For purposes of my analysis, I am going to assume that the Newport Police Pension Fund has assets in excess of $500,000, since you have indicated that the board has retained an investment advisor. Although you do not address this issue in your request, I am further going to assume that the assets in the system do not exceed $5,000,000. Furthermore, because you describe the proposed investments in your request as either "front-end loaded" or "back-end loaded," I am going to assume that the proposed purchases are not "shares of no-load mutual funds." (Emphasis added.) (As discussed below, this assumption would obviously not apply if a CDSC waiver of all "loads" were available to the fund as a qualified retirement plan — a determination I am unable to make.) The question, then, is whether under the statutory scheme I have just outlined, either the board or the investment advisor may purchase any mutual funds other than "no-load" funds before the system has attained assets exceeding $5,000,000.

In my opinion this question must be answered in the negative. The statutory scheme at issue clearly envisions that at a certain point in the development of a system — namely, when it accrues assets of $500,000 — the benefits of investment advice begin to outweigh the costs. Accordingly, A.C.A. § 24-10-402(a)(2) authorizes employment of an advisor at this point. It is further apparent in considering A.C.A. §§ 24-10-402 and 24-11-410 that the legislature intended a professional advisor to have some greater degree of discretion in investment than would an unadvised board of trustees. However, regardless of how liberally one might want to read the statutes defining the investment advisor's greater discretion, they are still subject to the restrictions set forth in A.C.A. § 24-10-402(a)(2)(G), which by its very terms will brook no statutory contradiction. In my opinion, in declaring that an investment advisor may invest in shares of no-load mutual funds if a system has assets between $500,000 and $5,000,000, the legislature was indicating, albeit rather obliquely, that the advisor could not purchase any loaded mutual funds until the system enjoyed the degree of security $5,000,000 in assets would reflect. If the legislature had intended otherwise, there would have been no point in reciting the higher figure. The only other conceivable reason for setting this upper limit would be that the legislature intended to deny the investment advisor of a highly funded system the discretion to continue investing in no-load funds — an interpretation that is unacceptable on its face.
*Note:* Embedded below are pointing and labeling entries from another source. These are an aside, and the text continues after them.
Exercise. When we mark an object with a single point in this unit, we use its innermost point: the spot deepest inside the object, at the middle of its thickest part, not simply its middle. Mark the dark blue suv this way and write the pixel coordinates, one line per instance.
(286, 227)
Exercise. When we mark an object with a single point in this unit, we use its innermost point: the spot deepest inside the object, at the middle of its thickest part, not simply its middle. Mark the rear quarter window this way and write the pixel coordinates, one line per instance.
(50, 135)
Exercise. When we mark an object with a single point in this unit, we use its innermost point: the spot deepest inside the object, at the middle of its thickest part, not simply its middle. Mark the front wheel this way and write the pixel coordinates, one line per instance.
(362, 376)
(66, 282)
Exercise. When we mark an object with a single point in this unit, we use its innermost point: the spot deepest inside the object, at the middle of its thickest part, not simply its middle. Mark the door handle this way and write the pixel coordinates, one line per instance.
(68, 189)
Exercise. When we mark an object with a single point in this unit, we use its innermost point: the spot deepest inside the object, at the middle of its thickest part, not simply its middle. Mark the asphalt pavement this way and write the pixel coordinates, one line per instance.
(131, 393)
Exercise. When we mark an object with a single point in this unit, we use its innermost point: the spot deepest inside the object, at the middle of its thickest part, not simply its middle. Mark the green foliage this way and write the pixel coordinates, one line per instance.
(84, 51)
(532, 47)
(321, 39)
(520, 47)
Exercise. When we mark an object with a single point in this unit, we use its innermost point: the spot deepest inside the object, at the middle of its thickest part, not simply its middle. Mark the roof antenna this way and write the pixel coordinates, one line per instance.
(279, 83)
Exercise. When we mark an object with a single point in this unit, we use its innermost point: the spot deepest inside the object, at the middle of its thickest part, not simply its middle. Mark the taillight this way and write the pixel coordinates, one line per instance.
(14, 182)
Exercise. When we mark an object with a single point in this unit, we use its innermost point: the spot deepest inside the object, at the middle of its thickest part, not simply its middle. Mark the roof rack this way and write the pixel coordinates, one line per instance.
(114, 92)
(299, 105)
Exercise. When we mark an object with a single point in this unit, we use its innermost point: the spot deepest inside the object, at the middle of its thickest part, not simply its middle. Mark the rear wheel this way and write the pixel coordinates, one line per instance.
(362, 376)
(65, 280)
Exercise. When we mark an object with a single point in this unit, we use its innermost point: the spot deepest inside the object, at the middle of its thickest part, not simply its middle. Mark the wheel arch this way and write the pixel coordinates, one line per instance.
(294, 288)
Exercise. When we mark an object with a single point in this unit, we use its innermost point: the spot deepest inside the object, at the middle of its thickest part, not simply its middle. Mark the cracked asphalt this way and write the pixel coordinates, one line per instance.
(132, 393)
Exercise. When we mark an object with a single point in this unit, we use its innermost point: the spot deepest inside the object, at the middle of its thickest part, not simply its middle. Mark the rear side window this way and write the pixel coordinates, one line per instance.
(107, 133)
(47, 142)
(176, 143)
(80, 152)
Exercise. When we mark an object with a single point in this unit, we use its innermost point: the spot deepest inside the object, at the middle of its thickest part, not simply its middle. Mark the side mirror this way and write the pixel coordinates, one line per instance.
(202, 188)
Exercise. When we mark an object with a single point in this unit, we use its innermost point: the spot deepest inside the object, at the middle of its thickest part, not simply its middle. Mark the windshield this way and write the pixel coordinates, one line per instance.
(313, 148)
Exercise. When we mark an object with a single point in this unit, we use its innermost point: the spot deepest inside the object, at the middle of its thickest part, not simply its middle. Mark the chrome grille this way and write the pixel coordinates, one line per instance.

In short, it is my conclusion that the legislature has sanctioned investments of the sort you describe only for systems that have over $5,000,000 in assets.

Question 2 — Does the Newport Police Pension Fund meet the requirementsfor a Contingent Deferred Sales Charge (CDSC) waiver provided toqualified retirement plans as outlined in the Mainstay Funds'prospectus?

As I have previously noted, the determination of whether a contractual waiver provision applies is better addressed by your investment advisor and the city attorney, since it does not implicate the application of state law. I can only opine that if the waiver applies and its effect would be to relieve the Newport Police Pension Fund of any "load" on its investments, the investments might qualify as no-load and hence be permissible under Arkansas law. I have found no authority directly addressing this point.

Assistant Attorney General Jack Druff prepared the foregoing opinion, which I hereby approve.

Sincerely,

MARK PRYOR Attorney General

MP:JHD/cyh

Enclosure

1 Section 24-11-805 of the Code closely tracks the statute just discussed with respect to the firemen's relief and pension fund, varying only in that it (a) permits investment in certificates of deposit or time deposits in addition to the other enumerated vehicles; (b) sets at $100,000 the assets floor at which an investment advisor might be retained; and (c) directs that investments handled by an investment advisor "shall not be limited to interest-bearing bonds, certificates of deposit, and time deposits." This lower figure for firemen's pension funds reflects a 1999 amendment that does not apply to police pension funds.